Ref. Domingo 24/Agosto/2025

21º Domingo do Tempo Comum - Ano C

1ª Leitura:  Livro do Profeta Isaías (Is 66: 18-21)

Nos capítulos 56 a 66 do livro de Isaías (o “Trito-Isaías”) temos uma coleção de textos, provavelmente de autores diversos, redigidos em Jerusalém na época pós-exílica (talvez nos últimos anos do séc. VI e princípios do séc. V a.C). O texto que a liturgia deste segundo domingo comum nos apresenta como primeira leitura pertence a essa coleção.
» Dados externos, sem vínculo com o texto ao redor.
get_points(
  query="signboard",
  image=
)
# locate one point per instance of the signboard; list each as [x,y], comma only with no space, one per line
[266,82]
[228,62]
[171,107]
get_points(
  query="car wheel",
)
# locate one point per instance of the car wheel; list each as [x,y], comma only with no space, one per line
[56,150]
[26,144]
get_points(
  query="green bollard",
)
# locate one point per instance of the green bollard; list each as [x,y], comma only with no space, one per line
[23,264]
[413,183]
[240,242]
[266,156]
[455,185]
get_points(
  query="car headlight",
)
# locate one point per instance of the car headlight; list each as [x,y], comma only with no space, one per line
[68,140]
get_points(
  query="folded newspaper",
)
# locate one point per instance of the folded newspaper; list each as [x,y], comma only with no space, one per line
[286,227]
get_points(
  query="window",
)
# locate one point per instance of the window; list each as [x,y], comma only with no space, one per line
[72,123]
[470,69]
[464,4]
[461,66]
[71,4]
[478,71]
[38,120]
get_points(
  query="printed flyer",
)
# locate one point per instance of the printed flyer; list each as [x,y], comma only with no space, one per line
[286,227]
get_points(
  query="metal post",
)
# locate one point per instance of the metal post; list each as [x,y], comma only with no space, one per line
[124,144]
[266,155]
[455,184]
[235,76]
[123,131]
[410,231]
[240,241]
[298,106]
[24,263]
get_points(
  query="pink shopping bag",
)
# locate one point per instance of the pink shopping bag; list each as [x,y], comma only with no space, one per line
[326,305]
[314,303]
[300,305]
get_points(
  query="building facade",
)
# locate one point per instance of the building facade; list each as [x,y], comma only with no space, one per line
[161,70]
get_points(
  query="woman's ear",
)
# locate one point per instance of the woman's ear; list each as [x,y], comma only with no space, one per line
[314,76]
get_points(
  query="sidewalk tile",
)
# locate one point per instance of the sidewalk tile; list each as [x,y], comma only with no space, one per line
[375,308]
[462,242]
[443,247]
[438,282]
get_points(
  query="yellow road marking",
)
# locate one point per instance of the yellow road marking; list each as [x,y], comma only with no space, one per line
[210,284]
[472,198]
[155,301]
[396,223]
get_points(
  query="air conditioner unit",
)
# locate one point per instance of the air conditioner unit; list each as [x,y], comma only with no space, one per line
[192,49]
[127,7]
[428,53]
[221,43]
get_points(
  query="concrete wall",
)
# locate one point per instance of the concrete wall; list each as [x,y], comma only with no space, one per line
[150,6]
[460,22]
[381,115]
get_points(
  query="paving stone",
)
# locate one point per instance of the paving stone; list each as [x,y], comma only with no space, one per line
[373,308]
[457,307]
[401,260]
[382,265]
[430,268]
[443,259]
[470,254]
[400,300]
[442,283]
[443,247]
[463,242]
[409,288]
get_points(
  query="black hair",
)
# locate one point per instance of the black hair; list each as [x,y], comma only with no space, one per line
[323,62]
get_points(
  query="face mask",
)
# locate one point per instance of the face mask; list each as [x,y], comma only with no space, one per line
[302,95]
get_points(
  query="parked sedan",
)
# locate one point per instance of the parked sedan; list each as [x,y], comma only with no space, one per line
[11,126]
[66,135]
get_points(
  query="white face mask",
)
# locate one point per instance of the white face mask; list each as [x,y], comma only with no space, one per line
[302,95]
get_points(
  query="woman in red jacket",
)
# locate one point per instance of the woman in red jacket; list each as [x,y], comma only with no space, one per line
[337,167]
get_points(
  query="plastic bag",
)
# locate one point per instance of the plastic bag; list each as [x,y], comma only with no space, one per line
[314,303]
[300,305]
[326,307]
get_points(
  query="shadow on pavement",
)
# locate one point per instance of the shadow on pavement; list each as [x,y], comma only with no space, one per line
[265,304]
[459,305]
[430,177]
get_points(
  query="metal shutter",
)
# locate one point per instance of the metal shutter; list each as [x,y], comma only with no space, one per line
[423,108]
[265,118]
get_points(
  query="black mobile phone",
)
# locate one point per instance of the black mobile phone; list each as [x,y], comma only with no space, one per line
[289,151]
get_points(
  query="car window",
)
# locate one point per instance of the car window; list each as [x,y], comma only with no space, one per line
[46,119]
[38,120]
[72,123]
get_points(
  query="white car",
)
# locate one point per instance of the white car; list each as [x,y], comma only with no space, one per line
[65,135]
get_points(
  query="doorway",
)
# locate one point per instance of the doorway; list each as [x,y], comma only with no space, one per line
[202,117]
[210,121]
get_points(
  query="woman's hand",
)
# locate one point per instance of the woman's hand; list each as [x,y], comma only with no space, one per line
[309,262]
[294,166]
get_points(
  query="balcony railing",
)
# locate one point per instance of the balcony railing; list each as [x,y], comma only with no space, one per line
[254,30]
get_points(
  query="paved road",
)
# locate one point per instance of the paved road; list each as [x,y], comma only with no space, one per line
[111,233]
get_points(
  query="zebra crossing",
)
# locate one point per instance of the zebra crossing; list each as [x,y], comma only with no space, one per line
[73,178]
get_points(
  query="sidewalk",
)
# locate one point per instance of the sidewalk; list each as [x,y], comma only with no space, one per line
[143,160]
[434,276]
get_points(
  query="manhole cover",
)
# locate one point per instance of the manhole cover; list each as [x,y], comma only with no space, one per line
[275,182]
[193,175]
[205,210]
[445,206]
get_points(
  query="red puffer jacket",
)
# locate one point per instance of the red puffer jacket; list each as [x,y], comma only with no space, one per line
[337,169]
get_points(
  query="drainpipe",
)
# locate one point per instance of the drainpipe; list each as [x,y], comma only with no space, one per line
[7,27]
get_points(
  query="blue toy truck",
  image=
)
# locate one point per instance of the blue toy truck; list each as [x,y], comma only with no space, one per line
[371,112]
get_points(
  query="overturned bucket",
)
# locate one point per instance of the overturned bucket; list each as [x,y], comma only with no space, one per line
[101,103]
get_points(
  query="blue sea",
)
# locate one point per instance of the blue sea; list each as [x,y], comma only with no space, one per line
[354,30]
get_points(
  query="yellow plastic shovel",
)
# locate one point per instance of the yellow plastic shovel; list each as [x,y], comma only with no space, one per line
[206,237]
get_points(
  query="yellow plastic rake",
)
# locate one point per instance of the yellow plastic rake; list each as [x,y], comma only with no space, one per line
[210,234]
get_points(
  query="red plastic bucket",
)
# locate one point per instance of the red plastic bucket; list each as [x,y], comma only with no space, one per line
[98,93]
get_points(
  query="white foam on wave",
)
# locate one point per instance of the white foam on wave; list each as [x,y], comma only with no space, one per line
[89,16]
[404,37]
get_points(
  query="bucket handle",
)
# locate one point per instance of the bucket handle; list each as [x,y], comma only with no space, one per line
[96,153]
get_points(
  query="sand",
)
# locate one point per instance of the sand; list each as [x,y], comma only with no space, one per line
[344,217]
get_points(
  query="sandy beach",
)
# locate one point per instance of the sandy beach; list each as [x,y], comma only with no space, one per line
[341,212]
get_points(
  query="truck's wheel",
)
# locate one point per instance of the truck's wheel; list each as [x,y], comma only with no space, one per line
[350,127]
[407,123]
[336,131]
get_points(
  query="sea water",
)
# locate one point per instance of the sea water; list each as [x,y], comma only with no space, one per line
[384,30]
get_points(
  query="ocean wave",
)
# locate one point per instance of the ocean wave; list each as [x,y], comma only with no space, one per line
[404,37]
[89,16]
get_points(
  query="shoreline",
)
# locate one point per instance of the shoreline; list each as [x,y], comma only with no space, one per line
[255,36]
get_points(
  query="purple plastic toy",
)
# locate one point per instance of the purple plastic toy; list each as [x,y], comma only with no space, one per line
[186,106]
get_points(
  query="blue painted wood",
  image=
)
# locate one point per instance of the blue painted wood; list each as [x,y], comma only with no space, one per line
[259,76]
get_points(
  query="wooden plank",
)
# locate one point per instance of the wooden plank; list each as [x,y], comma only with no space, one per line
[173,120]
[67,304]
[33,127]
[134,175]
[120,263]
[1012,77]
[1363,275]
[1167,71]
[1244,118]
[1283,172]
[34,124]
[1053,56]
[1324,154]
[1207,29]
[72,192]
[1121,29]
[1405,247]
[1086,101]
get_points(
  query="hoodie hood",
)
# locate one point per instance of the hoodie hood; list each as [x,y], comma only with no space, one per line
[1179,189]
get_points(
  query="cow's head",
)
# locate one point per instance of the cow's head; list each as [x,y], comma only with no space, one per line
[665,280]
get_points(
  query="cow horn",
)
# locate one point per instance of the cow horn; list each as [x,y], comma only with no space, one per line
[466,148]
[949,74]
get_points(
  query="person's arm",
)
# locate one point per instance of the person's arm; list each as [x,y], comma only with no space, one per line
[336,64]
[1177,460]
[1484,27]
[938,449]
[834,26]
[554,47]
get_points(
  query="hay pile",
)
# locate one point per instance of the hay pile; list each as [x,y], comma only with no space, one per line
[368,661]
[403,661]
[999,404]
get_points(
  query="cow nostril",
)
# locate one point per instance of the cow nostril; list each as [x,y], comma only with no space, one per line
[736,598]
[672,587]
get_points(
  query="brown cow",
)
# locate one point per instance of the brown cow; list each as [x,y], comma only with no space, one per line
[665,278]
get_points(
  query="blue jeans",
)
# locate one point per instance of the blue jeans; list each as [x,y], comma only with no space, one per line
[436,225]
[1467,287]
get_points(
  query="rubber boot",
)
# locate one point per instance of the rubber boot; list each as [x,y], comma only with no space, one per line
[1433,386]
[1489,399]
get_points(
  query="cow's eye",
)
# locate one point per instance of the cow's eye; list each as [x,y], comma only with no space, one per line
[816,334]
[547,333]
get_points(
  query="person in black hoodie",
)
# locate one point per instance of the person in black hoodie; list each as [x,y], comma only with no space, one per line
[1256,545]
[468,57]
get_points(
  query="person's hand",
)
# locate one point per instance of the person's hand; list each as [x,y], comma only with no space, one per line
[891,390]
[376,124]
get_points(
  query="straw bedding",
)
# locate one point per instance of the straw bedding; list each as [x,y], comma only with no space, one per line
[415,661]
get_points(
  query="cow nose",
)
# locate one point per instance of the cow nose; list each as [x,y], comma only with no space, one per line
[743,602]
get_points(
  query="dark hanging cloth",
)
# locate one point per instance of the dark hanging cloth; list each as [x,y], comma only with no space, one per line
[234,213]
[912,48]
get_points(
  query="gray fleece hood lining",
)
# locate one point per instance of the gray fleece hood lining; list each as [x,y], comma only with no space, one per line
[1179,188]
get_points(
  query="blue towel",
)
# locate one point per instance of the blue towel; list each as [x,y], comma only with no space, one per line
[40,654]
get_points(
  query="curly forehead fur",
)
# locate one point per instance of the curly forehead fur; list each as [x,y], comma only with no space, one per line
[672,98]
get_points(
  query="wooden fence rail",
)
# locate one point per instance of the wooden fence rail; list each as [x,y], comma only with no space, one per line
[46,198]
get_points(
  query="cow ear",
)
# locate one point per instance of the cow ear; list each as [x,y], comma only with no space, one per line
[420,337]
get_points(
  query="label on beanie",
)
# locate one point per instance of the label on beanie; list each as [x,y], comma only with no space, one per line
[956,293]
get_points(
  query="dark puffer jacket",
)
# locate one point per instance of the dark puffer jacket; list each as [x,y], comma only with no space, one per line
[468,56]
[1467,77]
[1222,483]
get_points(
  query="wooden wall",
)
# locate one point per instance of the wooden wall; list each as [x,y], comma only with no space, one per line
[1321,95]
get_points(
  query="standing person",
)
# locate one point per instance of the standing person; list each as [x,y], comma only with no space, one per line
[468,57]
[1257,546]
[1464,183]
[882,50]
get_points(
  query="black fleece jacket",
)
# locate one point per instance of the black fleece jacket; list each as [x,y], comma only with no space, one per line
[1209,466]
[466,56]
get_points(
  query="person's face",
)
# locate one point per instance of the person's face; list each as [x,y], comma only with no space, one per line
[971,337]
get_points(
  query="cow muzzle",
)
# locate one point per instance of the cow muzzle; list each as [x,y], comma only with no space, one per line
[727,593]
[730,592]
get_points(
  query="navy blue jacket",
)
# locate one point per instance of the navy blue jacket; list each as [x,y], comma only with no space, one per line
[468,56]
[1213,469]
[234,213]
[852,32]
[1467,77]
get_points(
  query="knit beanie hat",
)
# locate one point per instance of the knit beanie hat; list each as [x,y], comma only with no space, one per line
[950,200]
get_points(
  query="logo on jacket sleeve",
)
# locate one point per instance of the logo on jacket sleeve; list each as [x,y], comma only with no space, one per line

Dentro das fronteiras do antigo reino de Judá temos, por esta época, uma comunidade heterodoxa, que agrupa judeus regressados do Exílio na Babilônia, judeus que não foram à Babilónia pois conseguiram ficar em Judá mesmo após a catástrofe de 586 a.C., estrangeiros que se estabeleceram em Jerusalém durante o Exílio e outros que, após o regresso dos exilados, vieram oferecer a sua mão-de-obra para a reconstrução de Jerusalém. A forte presença de estrangeiros dentro das fronteiras de Judá levanta algumas questões. Como é que a comunidade judaica deve encará-los? Deve acolhê-los e integrá-los, ou deve evitar quaisquer contatos com eles? As respostas a estas questões não são fáceis, pois a comunidade regressada do Exílio, ameaçada por inimigos internos (as gentes que ficaram no país e que não entendem o zelo religioso dos retornados) e por inimigos externos (sobretudo os samaritanos), tem tendência a desconfiar e a fechar-se. Esdras e Neemias, os grandes líderes judaicos desta fase, apostados em evitar influências negativas na “santidade” do Povo de Deus, favorecem uma política xenófoba, proibindo até os casamentos mistos.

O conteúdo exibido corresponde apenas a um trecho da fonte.